【EDITORS CHOICE】FILM『アルマゲドン・タイム ある日々の肖像』
監督のジェームズ・グレイが「自分の経験を直接、正直に表現することができれば、それが一番いい。そのために、もう一度自分自身の過去に立ち返ろうと思ったのです」と語る本作は、1980年のニューヨーク・クイーンズ地区が舞台。ウクライナ系ユダヤ人の家庭に生まれ育った11歳の末っ子ポール(バンクス・レペタ)は、アートへの関心は強いものの、勉強は不得意で、家族からも「変わった子」扱いされている。唯一の理解者は祖父のアーロン(アンソニー・ホプキンス)であった。
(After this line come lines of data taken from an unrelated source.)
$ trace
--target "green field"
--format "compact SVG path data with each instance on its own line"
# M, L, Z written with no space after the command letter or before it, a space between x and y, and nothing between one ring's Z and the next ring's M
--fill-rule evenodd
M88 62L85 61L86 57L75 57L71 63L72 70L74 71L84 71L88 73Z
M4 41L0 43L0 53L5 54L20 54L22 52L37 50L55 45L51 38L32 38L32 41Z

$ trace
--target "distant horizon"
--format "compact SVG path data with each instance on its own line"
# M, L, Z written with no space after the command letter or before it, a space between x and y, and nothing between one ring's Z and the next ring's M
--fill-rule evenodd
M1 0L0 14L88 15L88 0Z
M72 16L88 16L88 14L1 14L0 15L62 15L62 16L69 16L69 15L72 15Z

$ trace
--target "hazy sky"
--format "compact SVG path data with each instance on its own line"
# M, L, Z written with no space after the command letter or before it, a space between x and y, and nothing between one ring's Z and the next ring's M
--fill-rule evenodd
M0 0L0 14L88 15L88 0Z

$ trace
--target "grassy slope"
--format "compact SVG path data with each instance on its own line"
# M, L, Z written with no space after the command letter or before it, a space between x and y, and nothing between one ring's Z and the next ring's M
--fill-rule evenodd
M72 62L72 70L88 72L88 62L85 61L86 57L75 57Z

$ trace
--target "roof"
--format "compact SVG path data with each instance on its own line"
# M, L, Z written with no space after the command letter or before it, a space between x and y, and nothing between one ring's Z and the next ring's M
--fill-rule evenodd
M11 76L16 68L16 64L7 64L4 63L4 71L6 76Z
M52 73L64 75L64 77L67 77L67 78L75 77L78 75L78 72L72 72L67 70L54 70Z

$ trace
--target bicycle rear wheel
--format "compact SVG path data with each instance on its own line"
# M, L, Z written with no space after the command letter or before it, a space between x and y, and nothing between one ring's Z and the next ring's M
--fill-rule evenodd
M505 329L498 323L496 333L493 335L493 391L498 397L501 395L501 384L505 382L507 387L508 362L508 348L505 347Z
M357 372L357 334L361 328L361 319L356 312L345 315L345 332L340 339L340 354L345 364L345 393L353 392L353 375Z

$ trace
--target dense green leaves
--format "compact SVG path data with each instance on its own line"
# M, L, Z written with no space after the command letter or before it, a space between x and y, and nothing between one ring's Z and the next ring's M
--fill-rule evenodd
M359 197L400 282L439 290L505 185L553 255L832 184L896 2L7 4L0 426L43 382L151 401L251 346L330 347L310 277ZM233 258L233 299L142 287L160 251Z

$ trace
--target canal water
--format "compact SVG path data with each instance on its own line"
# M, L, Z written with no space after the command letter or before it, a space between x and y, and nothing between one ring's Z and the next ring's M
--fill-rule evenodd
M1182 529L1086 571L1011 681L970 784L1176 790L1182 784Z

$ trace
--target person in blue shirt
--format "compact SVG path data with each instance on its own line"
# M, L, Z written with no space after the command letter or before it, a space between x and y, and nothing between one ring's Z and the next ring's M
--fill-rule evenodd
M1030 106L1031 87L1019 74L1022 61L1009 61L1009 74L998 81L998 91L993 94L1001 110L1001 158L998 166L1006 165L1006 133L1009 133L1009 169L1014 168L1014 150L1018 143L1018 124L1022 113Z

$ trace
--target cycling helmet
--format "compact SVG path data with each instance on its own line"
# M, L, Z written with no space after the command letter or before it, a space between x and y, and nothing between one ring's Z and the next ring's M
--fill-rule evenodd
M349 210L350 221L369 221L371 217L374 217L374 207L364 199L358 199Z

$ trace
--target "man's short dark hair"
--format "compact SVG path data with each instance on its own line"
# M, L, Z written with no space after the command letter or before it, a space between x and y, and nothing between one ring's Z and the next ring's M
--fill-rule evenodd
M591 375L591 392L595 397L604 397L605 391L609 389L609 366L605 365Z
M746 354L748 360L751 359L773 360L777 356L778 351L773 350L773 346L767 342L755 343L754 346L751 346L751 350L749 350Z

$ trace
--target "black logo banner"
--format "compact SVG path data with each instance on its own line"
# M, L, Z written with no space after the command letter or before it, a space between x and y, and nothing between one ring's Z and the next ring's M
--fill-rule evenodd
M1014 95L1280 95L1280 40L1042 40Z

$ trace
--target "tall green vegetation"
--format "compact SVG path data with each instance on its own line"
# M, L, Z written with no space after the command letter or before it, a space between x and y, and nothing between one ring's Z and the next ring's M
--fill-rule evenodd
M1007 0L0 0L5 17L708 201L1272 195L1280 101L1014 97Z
問題児扱いされていた黒人の同級生ジョニー(ジェイリン・ウェッブ)と仲良くなるも、あることをきっかけにポールは私立学校へ転校、両親のいない貧困家庭に育ったジョニーは大人の庇護を受けられないまま、転落していく。
家庭環境の違いによる子供の格差、人種差別、今も大きく社会に横たわるこれらの問題は、果たしてどう変わっただろうか? 自身は配管工の息子ながらエンジニアとして踏ん張り何とか中流家庭に入ることができた父親(ジェレミー・ストロング)は、子を想うがゆえに厳しい躾をするが(今これを観ると残酷さが余計に際立って見える)、本当に子供と向き合えているだろうか?(様々な問題に切り込みつつも、子供が自分たちの力で眩い方へ向かっていけた是枝裕和監督の『怪物』とある意味対極だ) 映画のタイトルにもなった「Armageddon Time」(ザ・クラッシュ)はじめ、ノスタルジックとも言える数々の音楽が流れるが、いつの時代も変わらないテーマを厳しく検証している。
ホプキンスによる、少年の心を開かせる賢者のような温厚な老人という役柄は、『アトランティスのこころ』のテッドを彷彿とさせる。けれどあれはもう20年以上前の作品だ。未だ若者に気付きと励ましを与え続けられるホプキンスのキャリアと役者としての深みと豊かさにも唸ってしまう。